Researchers at the Pasteur Institut in France have developed a genomic analysis method for classifying and identifying Yersinia strains and estimating pathogenicity.
The Yersinia genus covers a range of bacteria distinguished by criteria such as whether or not they are able to cause disease. It is part of the family Enterobacteriaceae and includes 19 species. The foodborne pathogens Yersinia enterocolitica and Yersinia pseudotuberculosis cause enteric yersiniosis, a disease transmissible by food. Strains within species such as Yersinia enterocolitica also vary in pathogenic properties.
Yersinia enterocolitica is the third biggest cause of bacterial diarrhea in temperate and cold countries after Salmonella and Campylobacter. In France, infections mostly occur in isolated cases or affect small groups.
How strains were identified
“Previously, strains were identified using biochemical methods, which sometimes lack precision. They rely on metabolic reactions, leading to misidentification in the event of atypical reactions,” said Cyril Savin, deputy director of the National Reference Center (CNR) for Plague and other Yersinia Infections at the Institut Pasteur in France.
A strategy applicable to all species of Yersinia would be useful as phenotypic identification is time-consuming, labor intensive and may lead to incorrect identifications. Matrix-assisted laser desorption ionization-time of flight mass spectrometry (MALDI-TOF MS) is also not fully reliable.
Accurate identification is essential since pathogenicity differs among Yersinia strains. It enables more effective patient monitoring and can guide public health initiatives.
Scientists in the Pasteur Institute’s Biodiversity and Epidemiology of Bacterial Pathogens Unit with the CNR and Bioinformatics and Biostatistics Hub in the Department of Computational Biology developed a genome-based method of identifying strains of the Yersinia genus based on core-genome multilocus sequence typing (cgMLST). The study was published in the journal Microbial Genomics.
Performance of the method was assessed on 1,843 isolates collected by the French National Surveillance System and analyzed in parallel using phenotypic reference methods, leading to 98.4 percent agreement at species and infra-specific — biotype and serotype — levels. For 29 isolates, incorrect phenotypic assignments resulted from atypical biochemical characteristics or lack of phenotypic resolution.
Technique could help outbreak detection
“When we scanned the sequence of numerous genes in the Yersinia genome for each strain, we realized that each bacterium has its own unique genetic profile. The method involves transforming this genetic profile into a sort of standardized barcode,” said Sylvain Brisse, head of the Biodiversity and Epidemiology of Bacterial Pathogens Unit.
By applying the method to the Yersinia genus, more than 3,000 barcodes were identified, some of which revealed new species.
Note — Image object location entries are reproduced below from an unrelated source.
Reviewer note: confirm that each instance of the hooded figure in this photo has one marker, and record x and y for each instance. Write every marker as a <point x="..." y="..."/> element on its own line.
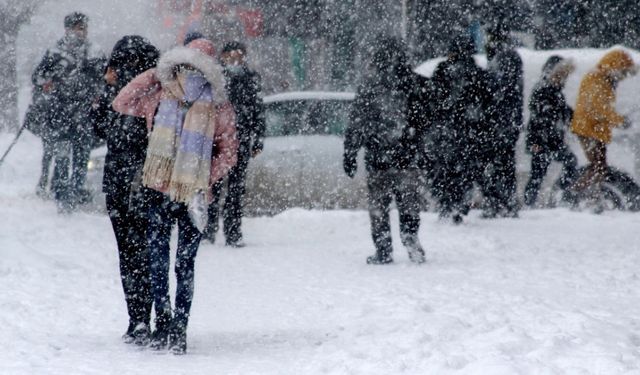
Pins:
<point x="64" y="85"/>
<point x="550" y="116"/>
<point x="595" y="116"/>
<point x="382" y="120"/>
<point x="457" y="135"/>
<point x="192" y="145"/>
<point x="505" y="119"/>
<point x="126" y="138"/>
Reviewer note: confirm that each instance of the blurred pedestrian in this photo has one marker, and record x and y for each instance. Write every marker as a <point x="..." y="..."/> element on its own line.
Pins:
<point x="243" y="87"/>
<point x="192" y="145"/>
<point x="126" y="138"/>
<point x="381" y="122"/>
<point x="62" y="76"/>
<point x="462" y="98"/>
<point x="505" y="120"/>
<point x="595" y="116"/>
<point x="550" y="115"/>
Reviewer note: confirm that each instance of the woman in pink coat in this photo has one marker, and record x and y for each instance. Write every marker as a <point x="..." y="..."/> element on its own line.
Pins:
<point x="192" y="145"/>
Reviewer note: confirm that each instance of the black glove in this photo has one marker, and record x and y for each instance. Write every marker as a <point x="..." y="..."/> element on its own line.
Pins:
<point x="256" y="148"/>
<point x="350" y="165"/>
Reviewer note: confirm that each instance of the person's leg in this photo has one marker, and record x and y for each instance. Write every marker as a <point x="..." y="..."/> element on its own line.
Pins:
<point x="60" y="179"/>
<point x="158" y="237"/>
<point x="188" y="243"/>
<point x="117" y="209"/>
<point x="379" y="201"/>
<point x="213" y="212"/>
<point x="233" y="201"/>
<point x="408" y="202"/>
<point x="539" y="164"/>
<point x="81" y="152"/>
<point x="47" y="157"/>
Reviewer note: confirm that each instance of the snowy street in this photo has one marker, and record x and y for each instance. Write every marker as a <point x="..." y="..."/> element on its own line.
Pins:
<point x="554" y="292"/>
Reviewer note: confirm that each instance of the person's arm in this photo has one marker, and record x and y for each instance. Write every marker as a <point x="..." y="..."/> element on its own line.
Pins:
<point x="601" y="101"/>
<point x="140" y="97"/>
<point x="354" y="134"/>
<point x="258" y="116"/>
<point x="225" y="149"/>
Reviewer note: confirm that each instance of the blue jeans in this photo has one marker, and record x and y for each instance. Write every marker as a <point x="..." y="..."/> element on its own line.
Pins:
<point x="163" y="213"/>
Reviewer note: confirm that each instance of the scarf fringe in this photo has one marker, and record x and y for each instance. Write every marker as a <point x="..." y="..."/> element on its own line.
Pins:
<point x="157" y="171"/>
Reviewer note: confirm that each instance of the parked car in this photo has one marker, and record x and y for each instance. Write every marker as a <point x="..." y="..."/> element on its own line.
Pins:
<point x="301" y="165"/>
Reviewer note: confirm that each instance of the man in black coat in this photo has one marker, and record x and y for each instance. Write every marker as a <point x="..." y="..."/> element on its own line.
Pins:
<point x="67" y="77"/>
<point x="126" y="138"/>
<point x="506" y="72"/>
<point x="243" y="89"/>
<point x="383" y="121"/>
<point x="458" y="131"/>
<point x="550" y="115"/>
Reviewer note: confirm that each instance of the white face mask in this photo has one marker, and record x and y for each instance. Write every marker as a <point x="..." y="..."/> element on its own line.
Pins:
<point x="234" y="68"/>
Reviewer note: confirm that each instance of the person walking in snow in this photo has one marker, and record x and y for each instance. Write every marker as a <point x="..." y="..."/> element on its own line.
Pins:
<point x="382" y="121"/>
<point x="126" y="138"/>
<point x="192" y="145"/>
<point x="243" y="88"/>
<point x="62" y="76"/>
<point x="462" y="97"/>
<point x="549" y="116"/>
<point x="505" y="120"/>
<point x="595" y="116"/>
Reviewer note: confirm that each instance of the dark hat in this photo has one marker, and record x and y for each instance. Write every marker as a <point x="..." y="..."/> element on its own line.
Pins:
<point x="191" y="36"/>
<point x="133" y="52"/>
<point x="551" y="63"/>
<point x="462" y="46"/>
<point x="234" y="46"/>
<point x="75" y="19"/>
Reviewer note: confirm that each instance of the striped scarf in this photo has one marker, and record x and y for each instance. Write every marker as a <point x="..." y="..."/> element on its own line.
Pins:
<point x="178" y="158"/>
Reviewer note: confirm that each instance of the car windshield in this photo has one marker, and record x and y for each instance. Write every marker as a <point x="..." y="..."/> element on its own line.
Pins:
<point x="307" y="117"/>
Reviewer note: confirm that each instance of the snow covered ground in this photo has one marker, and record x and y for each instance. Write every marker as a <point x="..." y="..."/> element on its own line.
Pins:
<point x="555" y="292"/>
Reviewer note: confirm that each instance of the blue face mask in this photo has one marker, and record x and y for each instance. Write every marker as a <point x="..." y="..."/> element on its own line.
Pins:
<point x="234" y="69"/>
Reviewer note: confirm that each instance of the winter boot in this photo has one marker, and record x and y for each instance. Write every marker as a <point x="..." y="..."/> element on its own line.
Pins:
<point x="178" y="340"/>
<point x="414" y="248"/>
<point x="128" y="337"/>
<point x="380" y="258"/>
<point x="160" y="337"/>
<point x="141" y="334"/>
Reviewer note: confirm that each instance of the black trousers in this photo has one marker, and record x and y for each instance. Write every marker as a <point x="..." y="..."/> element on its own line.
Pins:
<point x="129" y="222"/>
<point x="451" y="184"/>
<point x="500" y="184"/>
<point x="232" y="210"/>
<point x="540" y="163"/>
<point x="384" y="186"/>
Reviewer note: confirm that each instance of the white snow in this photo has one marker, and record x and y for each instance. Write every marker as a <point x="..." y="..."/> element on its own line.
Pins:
<point x="309" y="95"/>
<point x="554" y="292"/>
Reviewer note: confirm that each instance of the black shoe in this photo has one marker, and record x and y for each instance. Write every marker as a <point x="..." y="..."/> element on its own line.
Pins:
<point x="237" y="244"/>
<point x="159" y="339"/>
<point x="128" y="337"/>
<point x="457" y="219"/>
<point x="379" y="259"/>
<point x="141" y="334"/>
<point x="178" y="340"/>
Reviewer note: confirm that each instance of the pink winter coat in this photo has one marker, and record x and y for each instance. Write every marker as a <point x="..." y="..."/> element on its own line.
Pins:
<point x="141" y="97"/>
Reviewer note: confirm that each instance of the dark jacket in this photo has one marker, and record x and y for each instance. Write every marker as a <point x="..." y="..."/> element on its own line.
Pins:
<point x="506" y="73"/>
<point x="73" y="80"/>
<point x="243" y="89"/>
<point x="126" y="136"/>
<point x="549" y="116"/>
<point x="462" y="100"/>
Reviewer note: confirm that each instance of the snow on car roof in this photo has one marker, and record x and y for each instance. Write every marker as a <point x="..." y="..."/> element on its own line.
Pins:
<point x="309" y="95"/>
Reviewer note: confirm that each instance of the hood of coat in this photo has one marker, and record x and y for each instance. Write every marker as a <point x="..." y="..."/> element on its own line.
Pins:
<point x="616" y="61"/>
<point x="195" y="57"/>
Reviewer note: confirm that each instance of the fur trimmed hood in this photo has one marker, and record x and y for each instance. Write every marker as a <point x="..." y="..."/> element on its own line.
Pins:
<point x="199" y="60"/>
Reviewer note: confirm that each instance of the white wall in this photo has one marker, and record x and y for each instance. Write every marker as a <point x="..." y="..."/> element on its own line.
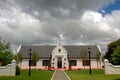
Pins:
<point x="9" y="70"/>
<point x="111" y="69"/>
<point x="94" y="64"/>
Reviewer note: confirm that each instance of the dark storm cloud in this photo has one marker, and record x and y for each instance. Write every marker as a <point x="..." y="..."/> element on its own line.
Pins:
<point x="46" y="22"/>
<point x="60" y="9"/>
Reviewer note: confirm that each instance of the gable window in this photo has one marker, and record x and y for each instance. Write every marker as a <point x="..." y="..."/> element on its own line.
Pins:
<point x="45" y="62"/>
<point x="73" y="63"/>
<point x="86" y="63"/>
<point x="59" y="50"/>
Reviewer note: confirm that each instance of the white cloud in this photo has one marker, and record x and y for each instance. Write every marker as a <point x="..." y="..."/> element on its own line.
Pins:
<point x="61" y="21"/>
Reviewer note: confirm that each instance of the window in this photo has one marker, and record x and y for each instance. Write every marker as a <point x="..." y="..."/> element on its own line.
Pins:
<point x="85" y="62"/>
<point x="59" y="50"/>
<point x="73" y="63"/>
<point x="46" y="62"/>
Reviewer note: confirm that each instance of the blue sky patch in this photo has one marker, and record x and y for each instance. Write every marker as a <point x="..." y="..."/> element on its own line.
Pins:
<point x="110" y="7"/>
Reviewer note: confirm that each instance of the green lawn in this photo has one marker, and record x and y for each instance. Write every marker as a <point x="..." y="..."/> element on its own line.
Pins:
<point x="35" y="75"/>
<point x="96" y="75"/>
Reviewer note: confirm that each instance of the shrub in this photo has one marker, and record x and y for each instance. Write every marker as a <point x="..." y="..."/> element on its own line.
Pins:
<point x="17" y="70"/>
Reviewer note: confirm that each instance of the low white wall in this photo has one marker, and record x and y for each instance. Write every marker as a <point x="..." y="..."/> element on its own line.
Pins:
<point x="111" y="69"/>
<point x="9" y="70"/>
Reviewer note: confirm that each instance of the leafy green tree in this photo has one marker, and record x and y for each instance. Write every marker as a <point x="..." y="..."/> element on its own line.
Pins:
<point x="110" y="49"/>
<point x="6" y="54"/>
<point x="116" y="56"/>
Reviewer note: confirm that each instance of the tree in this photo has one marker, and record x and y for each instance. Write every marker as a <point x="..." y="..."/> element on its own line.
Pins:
<point x="6" y="54"/>
<point x="116" y="56"/>
<point x="110" y="49"/>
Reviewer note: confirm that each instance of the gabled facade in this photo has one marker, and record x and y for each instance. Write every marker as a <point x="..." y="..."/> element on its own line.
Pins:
<point x="62" y="57"/>
<point x="59" y="57"/>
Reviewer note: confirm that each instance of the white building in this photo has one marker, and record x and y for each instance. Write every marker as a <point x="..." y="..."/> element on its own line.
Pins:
<point x="62" y="57"/>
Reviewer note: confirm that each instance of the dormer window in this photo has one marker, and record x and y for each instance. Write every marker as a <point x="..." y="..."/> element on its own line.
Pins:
<point x="59" y="50"/>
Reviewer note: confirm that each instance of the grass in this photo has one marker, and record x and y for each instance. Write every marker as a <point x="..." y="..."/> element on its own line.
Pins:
<point x="96" y="75"/>
<point x="35" y="75"/>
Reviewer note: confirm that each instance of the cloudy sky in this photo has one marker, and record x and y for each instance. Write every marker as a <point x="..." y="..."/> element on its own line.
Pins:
<point x="73" y="22"/>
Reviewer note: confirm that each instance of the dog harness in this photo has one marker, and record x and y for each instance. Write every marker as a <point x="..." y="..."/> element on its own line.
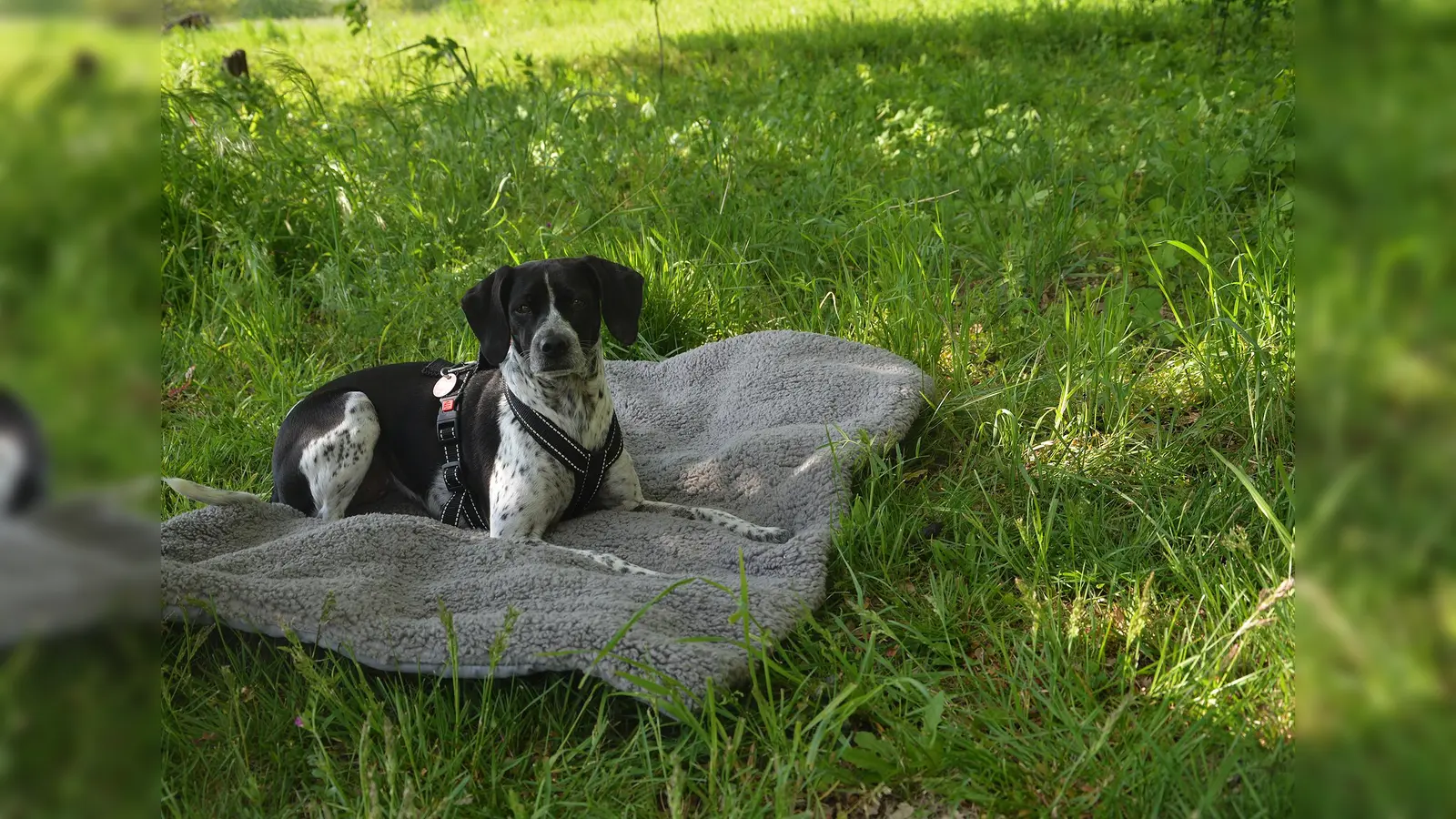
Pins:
<point x="589" y="465"/>
<point x="450" y="380"/>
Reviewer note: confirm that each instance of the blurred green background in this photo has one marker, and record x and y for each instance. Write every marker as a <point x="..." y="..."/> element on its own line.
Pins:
<point x="79" y="203"/>
<point x="1376" y="702"/>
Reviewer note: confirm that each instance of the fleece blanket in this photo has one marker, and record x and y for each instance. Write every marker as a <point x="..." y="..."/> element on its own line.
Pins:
<point x="768" y="426"/>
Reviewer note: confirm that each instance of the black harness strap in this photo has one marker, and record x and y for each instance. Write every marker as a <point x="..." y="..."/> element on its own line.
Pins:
<point x="589" y="465"/>
<point x="448" y="430"/>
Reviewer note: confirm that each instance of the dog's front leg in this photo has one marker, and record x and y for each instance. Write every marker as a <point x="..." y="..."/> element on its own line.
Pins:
<point x="623" y="490"/>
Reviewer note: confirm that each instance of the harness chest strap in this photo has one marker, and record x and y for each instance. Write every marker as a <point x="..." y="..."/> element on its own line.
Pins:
<point x="448" y="430"/>
<point x="590" y="467"/>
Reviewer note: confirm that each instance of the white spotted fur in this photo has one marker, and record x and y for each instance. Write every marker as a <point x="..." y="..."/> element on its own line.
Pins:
<point x="337" y="460"/>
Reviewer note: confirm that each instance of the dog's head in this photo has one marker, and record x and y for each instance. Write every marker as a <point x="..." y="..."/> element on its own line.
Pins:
<point x="22" y="458"/>
<point x="551" y="312"/>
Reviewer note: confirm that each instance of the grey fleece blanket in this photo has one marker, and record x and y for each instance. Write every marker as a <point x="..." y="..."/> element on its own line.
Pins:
<point x="766" y="426"/>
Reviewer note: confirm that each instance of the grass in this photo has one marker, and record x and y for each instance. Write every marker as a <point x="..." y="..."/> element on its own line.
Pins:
<point x="1065" y="592"/>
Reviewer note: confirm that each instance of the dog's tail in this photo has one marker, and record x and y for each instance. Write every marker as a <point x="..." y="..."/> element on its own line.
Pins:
<point x="208" y="494"/>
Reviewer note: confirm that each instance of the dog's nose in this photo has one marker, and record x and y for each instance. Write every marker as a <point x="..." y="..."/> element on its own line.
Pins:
<point x="553" y="346"/>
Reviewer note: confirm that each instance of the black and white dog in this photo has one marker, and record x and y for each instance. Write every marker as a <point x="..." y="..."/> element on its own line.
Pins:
<point x="22" y="458"/>
<point x="529" y="430"/>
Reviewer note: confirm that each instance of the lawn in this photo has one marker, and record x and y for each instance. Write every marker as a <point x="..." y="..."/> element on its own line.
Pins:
<point x="1067" y="591"/>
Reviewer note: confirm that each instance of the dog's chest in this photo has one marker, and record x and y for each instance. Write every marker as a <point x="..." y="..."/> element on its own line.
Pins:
<point x="526" y="479"/>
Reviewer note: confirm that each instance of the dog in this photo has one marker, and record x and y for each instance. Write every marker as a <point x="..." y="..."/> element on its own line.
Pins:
<point x="22" y="458"/>
<point x="513" y="442"/>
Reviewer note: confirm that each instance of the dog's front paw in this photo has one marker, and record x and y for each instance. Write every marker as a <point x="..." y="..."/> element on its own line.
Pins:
<point x="769" y="535"/>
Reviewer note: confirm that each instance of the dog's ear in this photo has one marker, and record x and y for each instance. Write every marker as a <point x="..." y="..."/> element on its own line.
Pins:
<point x="484" y="308"/>
<point x="621" y="298"/>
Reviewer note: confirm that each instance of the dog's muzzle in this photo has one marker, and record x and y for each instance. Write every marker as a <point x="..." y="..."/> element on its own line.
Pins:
<point x="555" y="351"/>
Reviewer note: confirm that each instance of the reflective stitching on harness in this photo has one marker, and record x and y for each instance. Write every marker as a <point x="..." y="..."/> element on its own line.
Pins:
<point x="542" y="430"/>
<point x="455" y="479"/>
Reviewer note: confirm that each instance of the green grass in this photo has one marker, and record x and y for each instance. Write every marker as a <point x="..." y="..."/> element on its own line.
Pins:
<point x="1057" y="595"/>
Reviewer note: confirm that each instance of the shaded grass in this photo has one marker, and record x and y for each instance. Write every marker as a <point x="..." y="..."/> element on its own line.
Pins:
<point x="1053" y="595"/>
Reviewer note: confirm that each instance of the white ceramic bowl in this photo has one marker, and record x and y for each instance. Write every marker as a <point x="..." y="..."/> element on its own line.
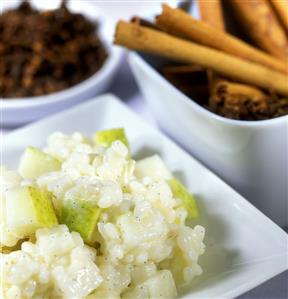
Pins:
<point x="22" y="110"/>
<point x="250" y="156"/>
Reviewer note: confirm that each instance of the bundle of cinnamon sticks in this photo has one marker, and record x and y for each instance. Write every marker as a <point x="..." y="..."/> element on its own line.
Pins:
<point x="243" y="81"/>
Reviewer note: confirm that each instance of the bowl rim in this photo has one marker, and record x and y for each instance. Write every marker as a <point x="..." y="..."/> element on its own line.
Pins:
<point x="136" y="58"/>
<point x="112" y="61"/>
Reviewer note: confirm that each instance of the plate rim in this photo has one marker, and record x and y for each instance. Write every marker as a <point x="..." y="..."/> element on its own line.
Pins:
<point x="111" y="99"/>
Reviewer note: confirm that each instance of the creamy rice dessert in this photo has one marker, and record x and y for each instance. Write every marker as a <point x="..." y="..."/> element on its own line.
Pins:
<point x="82" y="219"/>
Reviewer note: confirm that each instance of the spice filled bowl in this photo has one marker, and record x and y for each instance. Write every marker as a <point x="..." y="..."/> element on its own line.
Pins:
<point x="240" y="128"/>
<point x="250" y="156"/>
<point x="54" y="55"/>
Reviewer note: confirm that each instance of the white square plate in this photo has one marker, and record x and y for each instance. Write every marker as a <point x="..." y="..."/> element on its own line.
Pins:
<point x="244" y="247"/>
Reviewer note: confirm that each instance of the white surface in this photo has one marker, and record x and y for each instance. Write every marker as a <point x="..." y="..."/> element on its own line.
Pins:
<point x="23" y="110"/>
<point x="250" y="156"/>
<point x="244" y="247"/>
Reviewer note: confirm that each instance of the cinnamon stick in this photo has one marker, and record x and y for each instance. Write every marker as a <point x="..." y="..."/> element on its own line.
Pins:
<point x="178" y="22"/>
<point x="211" y="13"/>
<point x="263" y="26"/>
<point x="155" y="42"/>
<point x="224" y="92"/>
<point x="281" y="9"/>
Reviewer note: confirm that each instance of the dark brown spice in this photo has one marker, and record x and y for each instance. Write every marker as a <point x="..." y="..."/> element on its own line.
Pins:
<point x="42" y="52"/>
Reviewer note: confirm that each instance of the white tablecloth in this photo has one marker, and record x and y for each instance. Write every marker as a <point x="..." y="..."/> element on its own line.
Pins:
<point x="276" y="288"/>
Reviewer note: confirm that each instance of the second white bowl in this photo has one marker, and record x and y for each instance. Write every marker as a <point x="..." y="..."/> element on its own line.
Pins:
<point x="22" y="110"/>
<point x="252" y="156"/>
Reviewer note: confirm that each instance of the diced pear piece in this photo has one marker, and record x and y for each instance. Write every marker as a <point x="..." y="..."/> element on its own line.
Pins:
<point x="81" y="216"/>
<point x="153" y="167"/>
<point x="107" y="137"/>
<point x="189" y="202"/>
<point x="35" y="162"/>
<point x="27" y="209"/>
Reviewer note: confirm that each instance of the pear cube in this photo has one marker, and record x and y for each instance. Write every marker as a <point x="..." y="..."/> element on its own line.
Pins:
<point x="27" y="209"/>
<point x="35" y="162"/>
<point x="107" y="137"/>
<point x="81" y="216"/>
<point x="189" y="202"/>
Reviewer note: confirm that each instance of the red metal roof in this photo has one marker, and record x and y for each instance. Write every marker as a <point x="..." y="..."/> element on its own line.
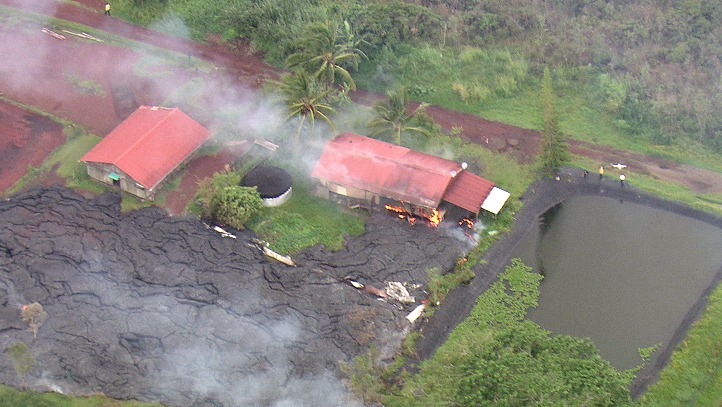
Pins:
<point x="468" y="191"/>
<point x="150" y="144"/>
<point x="399" y="173"/>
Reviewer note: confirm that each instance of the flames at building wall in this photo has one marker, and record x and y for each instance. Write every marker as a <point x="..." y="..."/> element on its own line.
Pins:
<point x="413" y="214"/>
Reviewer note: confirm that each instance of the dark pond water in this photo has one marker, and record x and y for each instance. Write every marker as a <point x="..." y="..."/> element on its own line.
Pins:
<point x="619" y="273"/>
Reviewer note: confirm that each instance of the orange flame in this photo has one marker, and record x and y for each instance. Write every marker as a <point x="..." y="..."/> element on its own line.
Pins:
<point x="435" y="218"/>
<point x="467" y="222"/>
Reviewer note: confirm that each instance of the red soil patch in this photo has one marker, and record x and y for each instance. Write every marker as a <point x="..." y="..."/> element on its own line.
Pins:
<point x="36" y="66"/>
<point x="26" y="139"/>
<point x="199" y="168"/>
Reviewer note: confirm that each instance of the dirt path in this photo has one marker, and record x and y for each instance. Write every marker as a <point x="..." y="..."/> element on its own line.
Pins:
<point x="249" y="70"/>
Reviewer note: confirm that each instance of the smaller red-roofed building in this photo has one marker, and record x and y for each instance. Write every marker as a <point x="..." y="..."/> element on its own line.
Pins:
<point x="139" y="154"/>
<point x="367" y="172"/>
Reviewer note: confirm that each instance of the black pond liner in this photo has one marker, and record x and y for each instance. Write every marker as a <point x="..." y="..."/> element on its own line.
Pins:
<point x="271" y="182"/>
<point x="538" y="199"/>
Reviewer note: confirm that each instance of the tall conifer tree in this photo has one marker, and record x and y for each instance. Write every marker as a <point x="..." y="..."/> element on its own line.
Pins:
<point x="555" y="151"/>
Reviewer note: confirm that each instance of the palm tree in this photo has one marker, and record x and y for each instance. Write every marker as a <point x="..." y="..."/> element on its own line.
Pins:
<point x="304" y="100"/>
<point x="393" y="118"/>
<point x="327" y="53"/>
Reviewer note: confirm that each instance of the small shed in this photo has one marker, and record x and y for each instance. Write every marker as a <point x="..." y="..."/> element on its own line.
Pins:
<point x="139" y="154"/>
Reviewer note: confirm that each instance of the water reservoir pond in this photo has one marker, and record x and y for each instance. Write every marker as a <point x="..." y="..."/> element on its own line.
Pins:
<point x="620" y="273"/>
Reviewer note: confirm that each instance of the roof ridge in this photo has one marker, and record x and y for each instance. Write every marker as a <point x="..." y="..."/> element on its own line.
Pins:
<point x="417" y="166"/>
<point x="147" y="133"/>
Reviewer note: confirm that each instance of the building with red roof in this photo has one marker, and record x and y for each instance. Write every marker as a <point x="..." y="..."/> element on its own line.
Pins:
<point x="144" y="149"/>
<point x="367" y="172"/>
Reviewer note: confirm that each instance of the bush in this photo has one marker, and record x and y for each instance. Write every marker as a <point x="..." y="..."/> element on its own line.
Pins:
<point x="235" y="205"/>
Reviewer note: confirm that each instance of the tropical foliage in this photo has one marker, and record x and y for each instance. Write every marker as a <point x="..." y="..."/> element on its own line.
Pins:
<point x="393" y="117"/>
<point x="305" y="102"/>
<point x="327" y="53"/>
<point x="497" y="358"/>
<point x="235" y="205"/>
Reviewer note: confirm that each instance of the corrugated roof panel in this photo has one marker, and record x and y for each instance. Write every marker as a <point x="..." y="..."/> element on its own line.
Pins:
<point x="385" y="169"/>
<point x="150" y="143"/>
<point x="496" y="200"/>
<point x="468" y="191"/>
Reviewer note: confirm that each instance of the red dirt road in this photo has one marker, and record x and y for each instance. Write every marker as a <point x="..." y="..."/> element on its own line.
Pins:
<point x="38" y="71"/>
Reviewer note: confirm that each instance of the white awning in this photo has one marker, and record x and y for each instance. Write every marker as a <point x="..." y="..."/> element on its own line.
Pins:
<point x="496" y="199"/>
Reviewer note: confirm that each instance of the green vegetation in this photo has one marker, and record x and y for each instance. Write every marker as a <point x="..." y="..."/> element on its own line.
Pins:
<point x="555" y="151"/>
<point x="306" y="220"/>
<point x="616" y="67"/>
<point x="305" y="101"/>
<point x="34" y="315"/>
<point x="496" y="357"/>
<point x="394" y="119"/>
<point x="10" y="397"/>
<point x="23" y="360"/>
<point x="85" y="86"/>
<point x="694" y="375"/>
<point x="234" y="205"/>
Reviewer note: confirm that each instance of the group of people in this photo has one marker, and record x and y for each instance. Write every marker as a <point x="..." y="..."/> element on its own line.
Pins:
<point x="622" y="177"/>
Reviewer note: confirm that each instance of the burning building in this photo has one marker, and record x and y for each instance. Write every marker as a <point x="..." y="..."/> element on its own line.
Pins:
<point x="139" y="154"/>
<point x="363" y="172"/>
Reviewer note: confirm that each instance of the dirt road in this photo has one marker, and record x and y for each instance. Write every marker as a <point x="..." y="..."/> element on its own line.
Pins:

The work led to a standardized language enabling all labs to recognize the codes. Public access was given to a database of barcodes, or genomic profiles, and associated identification details, enabling labs worldwide to identify Yersinia strains using their own genomic sequences.
Unrestricted sharing of baseline genomic profiles and the associated barcodes will help research on genetic relationships between strains, enable detection of outbreaks and improve understanding of how strains are transmitted between the environment, animals, food, and humans.
Using an automated classification algorithm, each genomic profile is linked to its species and genetic lineage.
“Our comparison of the genetic profiles of Yersinia strains revealed an unexpected level of biodiversity including several new and previously unknown species. Strains can now be identified extremely reliably based on their genomic profile,” said Alexis Criscuolo, a bioinformatician in the Department of Computational Biology.